EVERETT — They’re working through the summer to help homeless people stay warm this winter.
Pat and Sherry McDaniels, of Everett, want to obtain a nonprofit status for EGG SALAD Ministries so they can continue their work on a larger scale. They make hats and scarves and collect other clothing and share them during the winter.
“Warmth is our gift,” Sherry McDaniels, 48, said.
Several years ago, Sherry McDaniels had a dream that she was making egg salad sandwiches to pass out to those in need. She looked into starting a ministry but found that there were too many rules surrounding food for her to make that happen.
Instead, she started putting together a brochure that listed the places people could go for a hot meal in Everett and Marysville. That’s how EGG SALAD Ministries, which stands for exampling God’s goodness through salvation and love and deliverance, began in 2006.
Not long after, Pat McDaniels, 51, had a surgery. While he was laid up, he taught Sherry to crochet and they started making hat and scarves to give out along with the brochures. His grandmother taught him to crochet when he was a boy.

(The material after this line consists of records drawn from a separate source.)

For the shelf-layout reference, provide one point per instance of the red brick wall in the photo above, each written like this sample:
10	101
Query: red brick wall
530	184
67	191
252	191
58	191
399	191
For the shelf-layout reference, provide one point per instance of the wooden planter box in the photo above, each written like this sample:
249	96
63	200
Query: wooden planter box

Now, he comes up with designs for the hats and scarves. The McDanielses save a bit of yarn from each piece they make and put it into a multicolor afghan they call the “memory blanket.”
“It’s all those little pieces of yarn tied together,” Pat McDaniels said. “It’s now a huge blanket.”
The couple takes donations of yarn and other crocheting supplies. They also collect donations of clothing, such as winter jackets and warm sweatshirts, for the homeless.
“These people are outside all day, every day,” Pat McDaniels said. “We’re just trying to help them stay warm.”
The McDanielses work with churches, nonprofits and soup kitchens around the area to pass out the warm clothing to the people who need it.
The couple credits their Christian faith with keeping them motivated to help the homeless. Last year, they started making “blessing bags,” which had hats, scarves, socks and other items to help people stay warm.
Sherry McDaniels said the work is close to her heart because she twice found herself homeless in the 1980s. She knows what it is to be cold and hungry.
“Help from the community is how I was able to get back on my feet,” she said. “I just know God protected me at that time for what I do now.”